AI text-to-speech narration with quality checks and tempo normalization
Automated dubbing into 9 languages
Subtitle generation and synchronization
Short-form (Shorts) and avatar-based clip generation
Automated video assembly with branded overlays and watermarks
Image generation service for thumbnails and visuals
Containerized microservices, each independently deployable
Orchestrated, automated path from raw input to published video
The YouTube Content Automation Suite is a production content factory for video. It is built as a set of independent, Dockerized microservices — text-to-speech, dubbing, subtitles, Shorts, avatar Shorts, image generation, overlays, and video assembly — that together turn source material into finished, publish-ready content with minimal human involvement. The audio path focuses on natural-sounding narration: a TTS service is paired with an audio optimizer and a chunk tempo normalizer, plus quality checkers that validate generated audio before it moves downstream. A dubbing service then localizes that narration into nine languages. The video path adds synchronized subtitles, branded overlays and watermarks, and both long-form and short-form assembly. Orchestration ties the stages together and connects generation to publishing, so the suite can run as an automated pipeline rather than a set of manual tools. It is the engine behind a real content operation, designed for throughput, repeatability, and multilingual reach.
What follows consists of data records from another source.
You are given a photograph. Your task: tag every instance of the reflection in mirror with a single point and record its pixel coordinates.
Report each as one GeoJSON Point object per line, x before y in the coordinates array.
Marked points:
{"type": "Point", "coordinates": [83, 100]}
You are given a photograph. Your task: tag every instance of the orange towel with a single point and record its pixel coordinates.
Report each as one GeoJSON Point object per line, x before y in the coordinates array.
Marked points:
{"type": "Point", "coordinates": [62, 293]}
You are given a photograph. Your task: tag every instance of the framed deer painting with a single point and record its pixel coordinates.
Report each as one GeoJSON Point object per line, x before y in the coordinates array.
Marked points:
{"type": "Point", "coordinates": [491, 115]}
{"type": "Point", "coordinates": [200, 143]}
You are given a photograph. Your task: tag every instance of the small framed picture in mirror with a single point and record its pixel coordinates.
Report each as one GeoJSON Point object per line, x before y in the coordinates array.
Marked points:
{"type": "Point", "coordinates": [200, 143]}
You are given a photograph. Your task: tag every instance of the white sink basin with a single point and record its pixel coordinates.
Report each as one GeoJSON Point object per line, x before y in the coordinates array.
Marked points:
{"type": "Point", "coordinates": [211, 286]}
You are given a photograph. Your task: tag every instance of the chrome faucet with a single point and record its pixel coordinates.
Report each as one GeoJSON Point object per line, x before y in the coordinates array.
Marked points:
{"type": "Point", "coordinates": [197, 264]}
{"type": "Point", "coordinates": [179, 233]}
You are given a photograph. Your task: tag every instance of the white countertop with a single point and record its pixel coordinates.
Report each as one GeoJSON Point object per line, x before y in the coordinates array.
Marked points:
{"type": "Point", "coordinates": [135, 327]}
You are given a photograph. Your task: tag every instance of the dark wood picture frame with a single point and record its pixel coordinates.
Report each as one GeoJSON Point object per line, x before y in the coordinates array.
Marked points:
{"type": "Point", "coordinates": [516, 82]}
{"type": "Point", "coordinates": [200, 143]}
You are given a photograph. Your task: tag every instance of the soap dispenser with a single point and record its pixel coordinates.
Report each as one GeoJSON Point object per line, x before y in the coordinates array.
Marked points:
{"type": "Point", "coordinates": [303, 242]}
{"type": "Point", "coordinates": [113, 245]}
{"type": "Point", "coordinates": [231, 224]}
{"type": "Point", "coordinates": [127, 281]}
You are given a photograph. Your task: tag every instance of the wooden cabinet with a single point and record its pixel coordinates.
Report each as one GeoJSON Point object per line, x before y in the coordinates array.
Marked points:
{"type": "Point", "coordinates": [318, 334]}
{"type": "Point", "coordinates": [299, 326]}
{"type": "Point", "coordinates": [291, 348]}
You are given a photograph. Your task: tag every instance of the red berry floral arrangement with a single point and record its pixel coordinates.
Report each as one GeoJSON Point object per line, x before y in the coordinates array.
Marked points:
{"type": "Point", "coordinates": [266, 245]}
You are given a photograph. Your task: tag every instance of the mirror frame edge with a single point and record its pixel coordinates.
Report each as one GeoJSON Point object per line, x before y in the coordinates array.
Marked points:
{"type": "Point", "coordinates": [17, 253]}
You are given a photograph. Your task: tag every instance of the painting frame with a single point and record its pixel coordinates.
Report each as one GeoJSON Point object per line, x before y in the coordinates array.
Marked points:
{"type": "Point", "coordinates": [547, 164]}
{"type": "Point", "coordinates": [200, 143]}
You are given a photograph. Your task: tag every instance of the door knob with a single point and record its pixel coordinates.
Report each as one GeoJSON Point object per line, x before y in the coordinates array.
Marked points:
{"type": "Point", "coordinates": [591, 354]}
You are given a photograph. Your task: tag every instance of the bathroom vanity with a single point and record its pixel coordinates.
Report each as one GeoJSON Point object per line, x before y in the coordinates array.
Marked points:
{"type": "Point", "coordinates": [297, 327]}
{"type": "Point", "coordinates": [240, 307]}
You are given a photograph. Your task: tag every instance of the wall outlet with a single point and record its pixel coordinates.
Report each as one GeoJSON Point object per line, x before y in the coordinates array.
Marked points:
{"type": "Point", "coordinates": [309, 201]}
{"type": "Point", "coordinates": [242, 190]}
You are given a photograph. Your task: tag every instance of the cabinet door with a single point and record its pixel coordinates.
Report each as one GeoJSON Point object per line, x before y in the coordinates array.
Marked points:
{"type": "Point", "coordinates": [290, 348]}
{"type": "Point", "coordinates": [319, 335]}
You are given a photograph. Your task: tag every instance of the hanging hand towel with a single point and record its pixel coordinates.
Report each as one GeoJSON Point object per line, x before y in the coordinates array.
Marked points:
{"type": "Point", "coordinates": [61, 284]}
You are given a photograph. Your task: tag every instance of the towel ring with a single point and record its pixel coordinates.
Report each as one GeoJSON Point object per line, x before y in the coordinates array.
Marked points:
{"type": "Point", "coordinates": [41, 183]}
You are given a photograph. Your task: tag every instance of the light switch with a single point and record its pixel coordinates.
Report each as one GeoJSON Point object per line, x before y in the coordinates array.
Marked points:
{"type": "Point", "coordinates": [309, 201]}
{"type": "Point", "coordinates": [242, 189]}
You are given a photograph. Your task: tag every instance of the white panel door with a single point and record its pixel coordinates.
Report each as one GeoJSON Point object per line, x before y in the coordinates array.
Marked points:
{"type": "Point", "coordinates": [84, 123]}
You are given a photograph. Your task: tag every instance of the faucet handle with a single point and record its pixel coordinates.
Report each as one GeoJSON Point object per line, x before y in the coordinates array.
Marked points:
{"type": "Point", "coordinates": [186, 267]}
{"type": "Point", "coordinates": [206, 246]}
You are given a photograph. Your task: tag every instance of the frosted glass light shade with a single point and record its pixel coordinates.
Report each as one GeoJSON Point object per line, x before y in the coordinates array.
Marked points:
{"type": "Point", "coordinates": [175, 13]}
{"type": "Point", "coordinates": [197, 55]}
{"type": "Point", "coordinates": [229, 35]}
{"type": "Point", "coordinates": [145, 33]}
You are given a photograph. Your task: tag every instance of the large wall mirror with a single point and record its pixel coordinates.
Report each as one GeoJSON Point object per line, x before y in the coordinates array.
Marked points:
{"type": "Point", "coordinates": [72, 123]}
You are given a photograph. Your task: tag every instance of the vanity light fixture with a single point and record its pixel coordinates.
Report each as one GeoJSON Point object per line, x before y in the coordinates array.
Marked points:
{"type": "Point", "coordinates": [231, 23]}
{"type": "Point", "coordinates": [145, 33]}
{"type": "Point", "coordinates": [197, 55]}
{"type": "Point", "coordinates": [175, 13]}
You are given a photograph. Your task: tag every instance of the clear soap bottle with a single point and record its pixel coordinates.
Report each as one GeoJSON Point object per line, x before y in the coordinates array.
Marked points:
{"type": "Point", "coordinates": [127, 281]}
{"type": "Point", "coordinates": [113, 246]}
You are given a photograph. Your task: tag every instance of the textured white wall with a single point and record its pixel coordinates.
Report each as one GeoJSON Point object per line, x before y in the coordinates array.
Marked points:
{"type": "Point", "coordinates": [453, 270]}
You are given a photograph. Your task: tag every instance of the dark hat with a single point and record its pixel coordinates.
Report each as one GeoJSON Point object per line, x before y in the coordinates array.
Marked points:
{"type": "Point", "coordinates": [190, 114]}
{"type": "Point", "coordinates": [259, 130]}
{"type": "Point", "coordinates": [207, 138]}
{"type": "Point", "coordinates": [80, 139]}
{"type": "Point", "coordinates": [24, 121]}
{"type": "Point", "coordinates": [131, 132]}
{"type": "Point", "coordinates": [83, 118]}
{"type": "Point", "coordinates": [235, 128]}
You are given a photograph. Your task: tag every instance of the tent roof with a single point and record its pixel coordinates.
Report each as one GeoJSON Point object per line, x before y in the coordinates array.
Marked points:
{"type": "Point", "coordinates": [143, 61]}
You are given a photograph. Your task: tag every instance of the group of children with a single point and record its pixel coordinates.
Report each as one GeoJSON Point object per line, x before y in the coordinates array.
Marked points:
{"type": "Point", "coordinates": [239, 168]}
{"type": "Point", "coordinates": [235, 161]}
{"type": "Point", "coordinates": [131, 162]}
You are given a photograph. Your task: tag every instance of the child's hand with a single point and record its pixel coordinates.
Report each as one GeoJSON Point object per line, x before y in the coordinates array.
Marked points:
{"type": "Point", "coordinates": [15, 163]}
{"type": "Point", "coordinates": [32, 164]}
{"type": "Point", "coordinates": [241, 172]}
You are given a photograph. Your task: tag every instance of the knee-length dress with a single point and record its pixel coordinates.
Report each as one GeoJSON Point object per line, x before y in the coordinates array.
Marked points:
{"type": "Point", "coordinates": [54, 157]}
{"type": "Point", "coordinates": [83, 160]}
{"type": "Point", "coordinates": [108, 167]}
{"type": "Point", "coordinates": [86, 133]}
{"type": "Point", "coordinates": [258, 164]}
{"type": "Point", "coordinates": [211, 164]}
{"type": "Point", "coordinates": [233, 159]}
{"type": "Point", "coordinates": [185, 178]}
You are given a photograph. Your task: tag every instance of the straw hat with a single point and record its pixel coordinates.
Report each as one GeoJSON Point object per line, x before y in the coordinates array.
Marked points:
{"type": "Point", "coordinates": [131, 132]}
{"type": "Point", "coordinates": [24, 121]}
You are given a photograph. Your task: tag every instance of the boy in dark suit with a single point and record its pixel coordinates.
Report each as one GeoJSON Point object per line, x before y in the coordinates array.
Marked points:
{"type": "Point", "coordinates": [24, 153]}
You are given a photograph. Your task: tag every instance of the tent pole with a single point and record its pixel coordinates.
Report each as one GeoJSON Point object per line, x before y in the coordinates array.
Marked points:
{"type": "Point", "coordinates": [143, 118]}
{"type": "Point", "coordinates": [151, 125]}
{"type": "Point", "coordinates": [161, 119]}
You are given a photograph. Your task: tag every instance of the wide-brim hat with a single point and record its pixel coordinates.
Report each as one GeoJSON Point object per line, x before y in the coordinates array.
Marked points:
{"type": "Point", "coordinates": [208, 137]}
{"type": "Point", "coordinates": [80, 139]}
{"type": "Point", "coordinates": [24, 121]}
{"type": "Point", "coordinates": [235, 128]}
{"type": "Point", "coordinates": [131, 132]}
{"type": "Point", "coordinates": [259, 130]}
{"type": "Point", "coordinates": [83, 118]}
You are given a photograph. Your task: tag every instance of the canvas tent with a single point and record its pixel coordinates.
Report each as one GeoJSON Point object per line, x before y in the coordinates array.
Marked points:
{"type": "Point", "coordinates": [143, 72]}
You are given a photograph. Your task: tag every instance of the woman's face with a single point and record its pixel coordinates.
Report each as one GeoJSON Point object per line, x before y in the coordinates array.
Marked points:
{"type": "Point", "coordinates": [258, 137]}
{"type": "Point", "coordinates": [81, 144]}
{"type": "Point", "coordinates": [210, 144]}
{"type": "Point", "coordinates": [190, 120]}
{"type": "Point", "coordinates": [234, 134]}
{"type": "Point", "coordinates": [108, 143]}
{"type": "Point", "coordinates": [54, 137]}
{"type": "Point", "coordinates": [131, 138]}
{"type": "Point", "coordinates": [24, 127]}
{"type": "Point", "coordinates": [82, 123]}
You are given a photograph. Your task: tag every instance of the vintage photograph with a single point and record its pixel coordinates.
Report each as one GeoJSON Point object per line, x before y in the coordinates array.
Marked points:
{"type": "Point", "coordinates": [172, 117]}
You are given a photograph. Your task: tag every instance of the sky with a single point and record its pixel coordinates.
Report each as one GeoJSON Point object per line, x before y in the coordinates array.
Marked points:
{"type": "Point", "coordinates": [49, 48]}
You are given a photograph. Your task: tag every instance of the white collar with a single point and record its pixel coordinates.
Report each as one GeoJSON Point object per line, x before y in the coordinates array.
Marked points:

The suite is split into separate Dockerized services — TTS, dubbing, subtitle, Shorts, avatar Shorts, image, overlay, and video — each with its own Dockerfile and composed together. Dedicated quality checkers validate audio chunks so problems are caught early in the pipeline.
A text-to-speech service is combined with an audio optimizer and a chunk tempo normalizer to keep narration natural and consistent, and a dubbing service localizes that narration into nine languages.
A subtitle system synchronizes captions, an overlay and watermark service applies branding, and the video assembly service produces both long-form and short-form output ready for publishing.
Workflow orchestration ties generation to publishing across the services. The stack is Python and Docker throughout, with FFmpeg-based media processing, text-to-speech engines, and Gemini for AI-assisted steps.